WASHINGTON, Oct. 1, 2015 – The Obama administration released its final rule on ozone levels Thursday, tightening the air quality standard for smog-causing pollution that threatens public health, but also prompting criticism from the agriculture sector and manufacturers.
The new ozone standard – 70 parts per billion, down from 75 ppb set by the George W. Bush administration – “will substantially increase public health protection – there is absolutely no question about that,” EPA chief Gina McCarthy told reporters on a conference call. Breathing ground-level ozone harms lungs, causes breathing difficulties, worsens asthma, and increases the risk of permanent lung damage and premature death.
“The best available clinical data shows that 72 parts per billion is the lowest ozone exposure that causes adverse health effects in healthy, exercising adults,” McCarthy said. “But we must make sure that we’re protecting all people from this level of exposure, not just healthy adults, but everyone, including kids, people with asthma (and) older Americans.”

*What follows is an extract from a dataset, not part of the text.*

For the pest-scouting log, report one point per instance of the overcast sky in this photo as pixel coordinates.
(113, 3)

EPA estimates the 70 ppb standard will prevent 160,000 missed school days, 230,000 asthma attacks, and 660 premature deaths per year by 2025. By that year, the benefits of meeting the standard will be worth between $2.9 billion and $5.9 billion per year, EPA says. The benefits of lowering the ozone limit will outweigh the costs of implementation by as much as 4 to 1, said McCarthy.
Today’s announcement builds on existing regulations, tightening restrictions on manufacturing, energy producers and agriculture. Critics say the new limit will hurt farmers and ranchers and burden rural areas in particular, as many rural counties have ozone levels exceeding the 70 ppb standard.
According to EPA, while rural areas don’t usually produce as much ozone as urban regions, high levels of ground level ozone can periodically be transported to rural areas from upwind sources. Ground level ozone also tends to persist longer in rural areas.
McCarthy assured reporters that “only about 14 counties” outside of California – a state that has struggled to control smog for years – wouldn’t be able to meet the standard by 2025. The EPA most likely will make designations as to which counties are not in compliance with the standard in 2017, McCarthy added.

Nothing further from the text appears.